I have been studying some implementations of open source geocoders like geocommons' geocoder or PostGIS's new Tiger Geocoder. This is roughly what I know so far (to hopefully prove that I have been doing my homework) :
I realize that at the core of the open source geocoders, there are three main elements.
1.- An address normalizer that takes an arbitrary string and normalizes it (taking the example from here):
normalize_address('address string');
e.g.: SELECT naddy.* FROM normalize_address('29645 7th Street SW Federal Way 98023') AS naddy;
address | predirabbrev | streetname | streettypeabbrev | postdirabbrev | internal | location | stateabbrev | zip | parsed
---------+-------------+-----------------------+------------------+---------------+----------+----------+-------------+-------+--------
29645 | | 7th Street SW Federal | Way | | | | | 98023 |
and:
2.- A geocoder that does some magical fuzzy matching for names where the core algorithm is the Levenshtein Distance.
A good example is the one from the Wikipedia article where it calculates the Levenshtein distance between the words kitten and sitting (the distance is 3 since that is the number of edits required to change one string into the other):
kitten → sitten (substitution of 's' for 'k')
sitten → sittin (substitution of 'i' for 'e')
sittin → sitting (insertion of 'g' at the end).
3.- Some interpolation of the street segments at the end to guess where the house is. I downloaded a chunk of the free Census Tiger street dataset to create this example.
In the example above, the street segment of interest (Schaeffer Hills Dr) has a from node that starts at 300 (so 300 Schaeffer Hills Dr) and a to node that ends on 400 (400 Schaeffer Hills Drv). If I matched to this Schaeffer Hills Drv, and the request was for street 310, then the algorithm would just interpolate to it (traverse 10% of it) to where my green arrow is.

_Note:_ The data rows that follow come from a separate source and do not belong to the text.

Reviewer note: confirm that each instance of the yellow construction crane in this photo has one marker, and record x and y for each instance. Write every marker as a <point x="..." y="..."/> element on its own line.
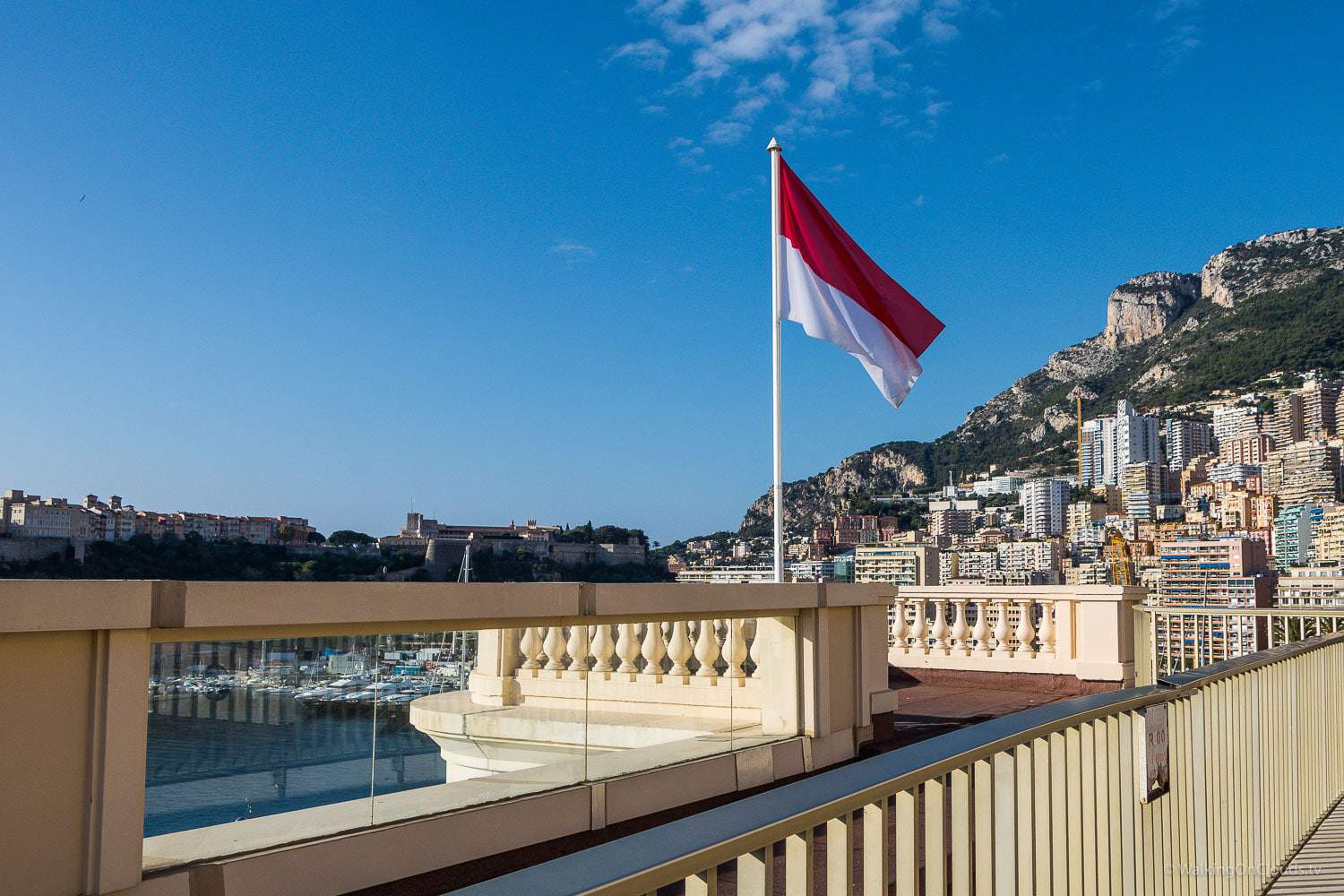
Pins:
<point x="1078" y="409"/>
<point x="1118" y="557"/>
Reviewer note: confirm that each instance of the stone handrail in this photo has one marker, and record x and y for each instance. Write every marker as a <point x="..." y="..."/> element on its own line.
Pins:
<point x="1070" y="630"/>
<point x="83" y="724"/>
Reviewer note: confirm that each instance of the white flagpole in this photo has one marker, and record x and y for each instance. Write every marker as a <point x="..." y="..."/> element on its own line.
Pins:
<point x="776" y="367"/>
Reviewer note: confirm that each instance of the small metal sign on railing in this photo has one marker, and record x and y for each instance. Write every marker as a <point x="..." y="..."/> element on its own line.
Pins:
<point x="1156" y="764"/>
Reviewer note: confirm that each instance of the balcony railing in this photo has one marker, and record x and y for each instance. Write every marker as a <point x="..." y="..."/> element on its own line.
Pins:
<point x="175" y="735"/>
<point x="1070" y="630"/>
<point x="1204" y="782"/>
<point x="1179" y="638"/>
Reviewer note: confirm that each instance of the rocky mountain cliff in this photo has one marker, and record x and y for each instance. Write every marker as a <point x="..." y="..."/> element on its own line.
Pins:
<point x="1274" y="303"/>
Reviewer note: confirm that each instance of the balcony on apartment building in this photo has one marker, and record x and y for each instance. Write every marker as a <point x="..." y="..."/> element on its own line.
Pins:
<point x="212" y="739"/>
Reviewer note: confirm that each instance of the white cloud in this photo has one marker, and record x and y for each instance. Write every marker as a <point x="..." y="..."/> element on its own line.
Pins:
<point x="688" y="153"/>
<point x="645" y="54"/>
<point x="937" y="22"/>
<point x="796" y="65"/>
<point x="572" y="250"/>
<point x="725" y="134"/>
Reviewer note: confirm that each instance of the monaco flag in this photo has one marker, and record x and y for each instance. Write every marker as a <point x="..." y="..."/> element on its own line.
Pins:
<point x="839" y="295"/>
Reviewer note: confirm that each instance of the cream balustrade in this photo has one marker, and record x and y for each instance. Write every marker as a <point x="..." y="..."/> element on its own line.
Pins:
<point x="590" y="704"/>
<point x="712" y="665"/>
<point x="1072" y="630"/>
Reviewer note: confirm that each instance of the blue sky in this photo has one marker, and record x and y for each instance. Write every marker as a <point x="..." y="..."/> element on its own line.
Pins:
<point x="510" y="261"/>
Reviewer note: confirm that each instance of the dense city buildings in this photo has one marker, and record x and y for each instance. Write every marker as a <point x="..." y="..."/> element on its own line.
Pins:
<point x="1113" y="443"/>
<point x="31" y="516"/>
<point x="1043" y="504"/>
<point x="1185" y="441"/>
<point x="1303" y="471"/>
<point x="908" y="564"/>
<point x="1223" y="573"/>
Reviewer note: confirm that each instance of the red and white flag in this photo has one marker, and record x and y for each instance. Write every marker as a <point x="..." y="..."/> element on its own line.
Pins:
<point x="840" y="296"/>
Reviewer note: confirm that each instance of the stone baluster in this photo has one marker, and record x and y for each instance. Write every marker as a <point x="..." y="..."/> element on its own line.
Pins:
<point x="960" y="629"/>
<point x="707" y="650"/>
<point x="1046" y="634"/>
<point x="577" y="648"/>
<point x="554" y="648"/>
<point x="981" y="630"/>
<point x="653" y="649"/>
<point x="628" y="648"/>
<point x="898" y="625"/>
<point x="679" y="649"/>
<point x="1002" y="629"/>
<point x="757" y="648"/>
<point x="602" y="649"/>
<point x="531" y="648"/>
<point x="1026" y="633"/>
<point x="734" y="650"/>
<point x="919" y="630"/>
<point x="940" y="627"/>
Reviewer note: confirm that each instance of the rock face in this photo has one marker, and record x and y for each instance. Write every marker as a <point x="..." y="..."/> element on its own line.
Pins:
<point x="1158" y="332"/>
<point x="1147" y="306"/>
<point x="1274" y="261"/>
<point x="809" y="501"/>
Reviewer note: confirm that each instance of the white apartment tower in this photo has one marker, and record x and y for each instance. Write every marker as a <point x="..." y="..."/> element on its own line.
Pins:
<point x="1112" y="443"/>
<point x="1185" y="440"/>
<point x="1045" y="506"/>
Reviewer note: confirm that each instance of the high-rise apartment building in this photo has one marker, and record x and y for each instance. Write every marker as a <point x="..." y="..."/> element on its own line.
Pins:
<point x="1319" y="400"/>
<point x="1234" y="422"/>
<point x="908" y="564"/>
<point x="1144" y="487"/>
<point x="1250" y="449"/>
<point x="1112" y="443"/>
<point x="1209" y="573"/>
<point x="1330" y="538"/>
<point x="1303" y="473"/>
<point x="1043" y="504"/>
<point x="1185" y="441"/>
<point x="1296" y="530"/>
<point x="1285" y="422"/>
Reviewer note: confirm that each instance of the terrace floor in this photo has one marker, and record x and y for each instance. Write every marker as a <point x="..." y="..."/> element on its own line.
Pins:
<point x="1319" y="866"/>
<point x="930" y="702"/>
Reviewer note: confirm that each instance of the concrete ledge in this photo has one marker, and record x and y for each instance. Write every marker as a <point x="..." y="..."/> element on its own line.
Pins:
<point x="379" y="855"/>
<point x="69" y="605"/>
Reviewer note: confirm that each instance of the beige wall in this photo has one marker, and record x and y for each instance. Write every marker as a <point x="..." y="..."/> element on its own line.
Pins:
<point x="74" y="664"/>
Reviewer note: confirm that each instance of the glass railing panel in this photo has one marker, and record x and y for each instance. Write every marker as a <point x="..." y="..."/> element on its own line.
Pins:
<point x="495" y="715"/>
<point x="247" y="739"/>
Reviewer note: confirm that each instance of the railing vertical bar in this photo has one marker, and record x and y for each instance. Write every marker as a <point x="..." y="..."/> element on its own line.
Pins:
<point x="1128" y="798"/>
<point x="875" y="871"/>
<point x="1074" y="774"/>
<point x="984" y="794"/>
<point x="1005" y="820"/>
<point x="1026" y="855"/>
<point x="1042" y="828"/>
<point x="1101" y="774"/>
<point x="1088" y="780"/>
<point x="1188" y="797"/>
<point x="1199" y="780"/>
<point x="1058" y="814"/>
<point x="798" y="863"/>
<point x="961" y="831"/>
<point x="935" y="852"/>
<point x="755" y="872"/>
<point x="1113" y="761"/>
<point x="908" y="879"/>
<point x="840" y="855"/>
<point x="704" y="883"/>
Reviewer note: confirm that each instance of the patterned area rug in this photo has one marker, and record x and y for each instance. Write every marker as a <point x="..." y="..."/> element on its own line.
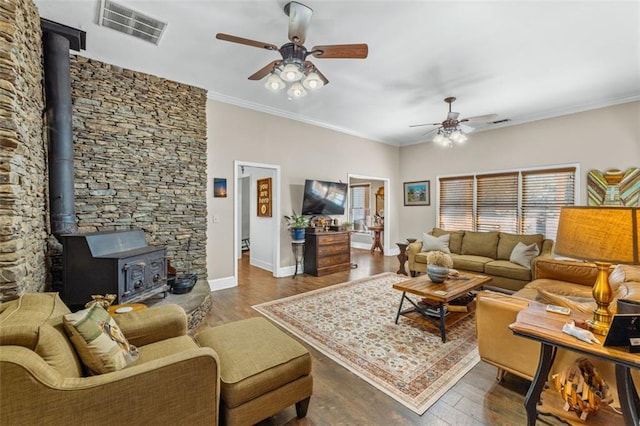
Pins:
<point x="353" y="323"/>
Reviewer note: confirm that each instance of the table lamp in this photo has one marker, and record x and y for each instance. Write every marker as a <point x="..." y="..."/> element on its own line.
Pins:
<point x="604" y="235"/>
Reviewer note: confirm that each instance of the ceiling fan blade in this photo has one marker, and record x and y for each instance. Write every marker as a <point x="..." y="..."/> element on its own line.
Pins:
<point x="309" y="65"/>
<point x="480" y="118"/>
<point x="299" y="21"/>
<point x="264" y="70"/>
<point x="466" y="129"/>
<point x="426" y="124"/>
<point x="432" y="132"/>
<point x="355" y="51"/>
<point x="246" y="41"/>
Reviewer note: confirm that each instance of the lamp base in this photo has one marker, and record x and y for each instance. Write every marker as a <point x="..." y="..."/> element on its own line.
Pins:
<point x="602" y="294"/>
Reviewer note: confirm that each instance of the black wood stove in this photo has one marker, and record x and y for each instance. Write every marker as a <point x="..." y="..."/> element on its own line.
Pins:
<point x="115" y="262"/>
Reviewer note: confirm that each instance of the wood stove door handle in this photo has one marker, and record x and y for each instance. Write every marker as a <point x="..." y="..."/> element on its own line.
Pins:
<point x="140" y="264"/>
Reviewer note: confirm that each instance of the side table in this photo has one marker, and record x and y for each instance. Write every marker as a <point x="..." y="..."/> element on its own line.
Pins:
<point x="402" y="257"/>
<point x="545" y="327"/>
<point x="297" y="246"/>
<point x="377" y="236"/>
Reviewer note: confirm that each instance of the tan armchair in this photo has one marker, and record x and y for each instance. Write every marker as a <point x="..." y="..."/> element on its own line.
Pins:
<point x="43" y="381"/>
<point x="497" y="345"/>
<point x="173" y="381"/>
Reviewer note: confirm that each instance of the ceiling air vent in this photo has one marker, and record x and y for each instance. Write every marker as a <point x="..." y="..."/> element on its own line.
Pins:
<point x="129" y="21"/>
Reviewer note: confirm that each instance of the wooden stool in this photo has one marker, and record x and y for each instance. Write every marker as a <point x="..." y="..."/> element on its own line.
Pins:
<point x="262" y="370"/>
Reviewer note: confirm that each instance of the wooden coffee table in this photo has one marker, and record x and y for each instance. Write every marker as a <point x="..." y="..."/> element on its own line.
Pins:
<point x="439" y="294"/>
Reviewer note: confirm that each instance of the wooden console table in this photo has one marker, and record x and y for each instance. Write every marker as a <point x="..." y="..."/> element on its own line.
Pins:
<point x="377" y="237"/>
<point x="327" y="252"/>
<point x="545" y="327"/>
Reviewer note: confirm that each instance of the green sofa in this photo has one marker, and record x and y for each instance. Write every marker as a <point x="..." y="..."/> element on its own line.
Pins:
<point x="487" y="253"/>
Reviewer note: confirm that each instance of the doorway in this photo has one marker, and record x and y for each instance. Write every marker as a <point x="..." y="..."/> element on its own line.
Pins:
<point x="379" y="196"/>
<point x="263" y="232"/>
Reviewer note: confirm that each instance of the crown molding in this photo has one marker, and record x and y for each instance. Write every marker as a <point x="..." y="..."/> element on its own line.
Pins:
<point x="286" y="114"/>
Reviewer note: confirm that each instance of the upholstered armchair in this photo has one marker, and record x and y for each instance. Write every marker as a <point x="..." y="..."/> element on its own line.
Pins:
<point x="44" y="381"/>
<point x="156" y="374"/>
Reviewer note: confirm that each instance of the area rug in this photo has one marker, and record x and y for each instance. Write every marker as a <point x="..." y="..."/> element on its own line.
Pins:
<point x="353" y="324"/>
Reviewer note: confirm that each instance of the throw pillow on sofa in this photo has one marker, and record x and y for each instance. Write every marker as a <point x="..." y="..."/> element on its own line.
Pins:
<point x="431" y="243"/>
<point x="480" y="244"/>
<point x="522" y="254"/>
<point x="99" y="341"/>
<point x="455" y="238"/>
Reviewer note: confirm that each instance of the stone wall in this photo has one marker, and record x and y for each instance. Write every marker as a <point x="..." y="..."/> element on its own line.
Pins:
<point x="23" y="220"/>
<point x="140" y="158"/>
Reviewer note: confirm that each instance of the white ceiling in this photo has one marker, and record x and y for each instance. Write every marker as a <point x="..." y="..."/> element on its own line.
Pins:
<point x="522" y="60"/>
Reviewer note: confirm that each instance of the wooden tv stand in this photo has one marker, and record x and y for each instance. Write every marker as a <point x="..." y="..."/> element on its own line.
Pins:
<point x="327" y="252"/>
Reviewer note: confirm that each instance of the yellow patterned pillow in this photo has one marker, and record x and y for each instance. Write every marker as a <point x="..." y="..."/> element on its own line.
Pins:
<point x="99" y="341"/>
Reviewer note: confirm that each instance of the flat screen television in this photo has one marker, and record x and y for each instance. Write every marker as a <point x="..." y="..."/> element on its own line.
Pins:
<point x="324" y="198"/>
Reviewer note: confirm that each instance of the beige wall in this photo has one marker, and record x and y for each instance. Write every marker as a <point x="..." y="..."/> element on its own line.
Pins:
<point x="600" y="139"/>
<point x="302" y="151"/>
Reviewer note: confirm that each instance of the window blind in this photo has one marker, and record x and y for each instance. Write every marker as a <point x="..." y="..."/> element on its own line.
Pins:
<point x="360" y="205"/>
<point x="521" y="201"/>
<point x="456" y="203"/>
<point x="497" y="202"/>
<point x="544" y="192"/>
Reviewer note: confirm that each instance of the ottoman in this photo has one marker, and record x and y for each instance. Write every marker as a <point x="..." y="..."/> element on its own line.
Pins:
<point x="262" y="370"/>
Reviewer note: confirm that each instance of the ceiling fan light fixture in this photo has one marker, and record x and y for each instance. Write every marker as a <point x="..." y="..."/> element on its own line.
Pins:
<point x="296" y="91"/>
<point x="291" y="72"/>
<point x="458" y="137"/>
<point x="274" y="83"/>
<point x="313" y="81"/>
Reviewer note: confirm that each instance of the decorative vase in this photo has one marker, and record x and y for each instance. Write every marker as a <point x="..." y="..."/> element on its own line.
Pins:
<point x="297" y="234"/>
<point x="437" y="273"/>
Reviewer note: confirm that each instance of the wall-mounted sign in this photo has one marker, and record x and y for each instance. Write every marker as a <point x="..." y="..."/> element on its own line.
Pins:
<point x="219" y="187"/>
<point x="264" y="197"/>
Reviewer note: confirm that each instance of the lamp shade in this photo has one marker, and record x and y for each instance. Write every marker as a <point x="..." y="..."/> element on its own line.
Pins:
<point x="599" y="234"/>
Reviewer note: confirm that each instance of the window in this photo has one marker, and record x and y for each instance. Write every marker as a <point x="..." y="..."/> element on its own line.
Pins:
<point x="522" y="201"/>
<point x="359" y="206"/>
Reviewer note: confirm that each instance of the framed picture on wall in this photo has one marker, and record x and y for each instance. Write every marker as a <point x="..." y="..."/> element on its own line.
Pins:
<point x="264" y="197"/>
<point x="219" y="187"/>
<point x="417" y="193"/>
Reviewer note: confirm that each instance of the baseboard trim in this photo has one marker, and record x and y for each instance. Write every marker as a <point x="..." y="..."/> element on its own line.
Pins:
<point x="222" y="283"/>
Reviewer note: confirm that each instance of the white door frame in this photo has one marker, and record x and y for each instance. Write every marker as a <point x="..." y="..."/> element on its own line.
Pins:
<point x="387" y="203"/>
<point x="237" y="164"/>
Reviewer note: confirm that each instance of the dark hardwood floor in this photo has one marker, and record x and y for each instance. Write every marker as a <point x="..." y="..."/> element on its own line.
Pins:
<point x="340" y="397"/>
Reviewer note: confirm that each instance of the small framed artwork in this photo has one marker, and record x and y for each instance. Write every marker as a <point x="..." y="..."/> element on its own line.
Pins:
<point x="264" y="197"/>
<point x="417" y="193"/>
<point x="219" y="187"/>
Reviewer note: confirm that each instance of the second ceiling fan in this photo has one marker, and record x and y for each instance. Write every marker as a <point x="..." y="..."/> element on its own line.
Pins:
<point x="294" y="68"/>
<point x="451" y="129"/>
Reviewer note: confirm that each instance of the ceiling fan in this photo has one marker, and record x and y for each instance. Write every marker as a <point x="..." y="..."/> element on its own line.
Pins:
<point x="294" y="66"/>
<point x="451" y="129"/>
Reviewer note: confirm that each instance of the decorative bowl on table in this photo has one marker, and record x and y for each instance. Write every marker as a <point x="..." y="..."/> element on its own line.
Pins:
<point x="437" y="274"/>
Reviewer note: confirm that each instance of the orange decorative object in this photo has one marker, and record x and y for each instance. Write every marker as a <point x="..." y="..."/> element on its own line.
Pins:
<point x="125" y="307"/>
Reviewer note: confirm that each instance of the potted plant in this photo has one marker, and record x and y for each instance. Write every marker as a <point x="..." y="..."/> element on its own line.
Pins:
<point x="297" y="224"/>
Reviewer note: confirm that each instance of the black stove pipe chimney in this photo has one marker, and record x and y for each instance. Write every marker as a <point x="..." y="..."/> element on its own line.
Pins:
<point x="57" y="81"/>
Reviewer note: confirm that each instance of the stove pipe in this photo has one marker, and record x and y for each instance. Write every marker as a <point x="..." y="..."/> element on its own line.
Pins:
<point x="57" y="79"/>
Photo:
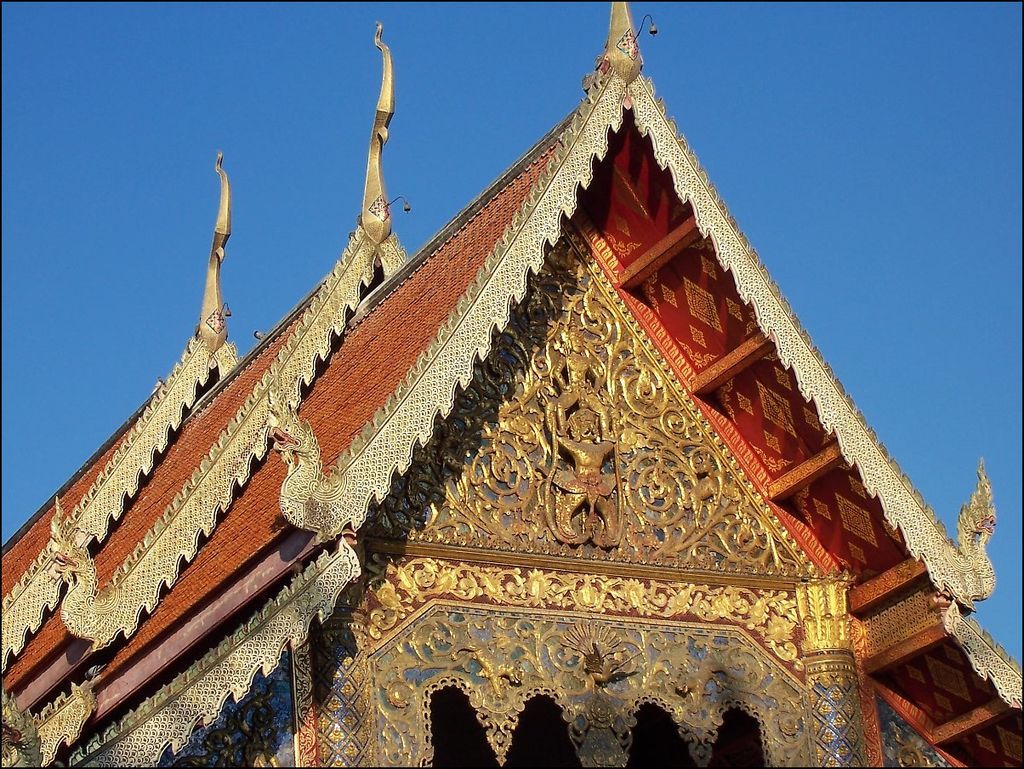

This is what the Open Source geocoder tools do. Nevertheless, Google is clearly smarter than that and uses all kinds of non-traditional hints.
How so?
For example, I can type 680 Mission st (no city, state, county, anything at all). Most of the standard address normalizers would blow up because they would find too many matches. But since I am in SF, I am guessing google uses my ip to get some geoip-like information, does some expanding bounding as a hint with some fuzzy search, and right away finds the closest segment that matches and tells me that's my answer (which is correct!).
I am looking for answers that can shed some more light into how the Google geocoder works besides the techniques that I described above.
Update:
OK, so far we have two kinds of hints listed
- Geoip as hints
- Area of Interest Bounding Box (see Paul's example).
- Others?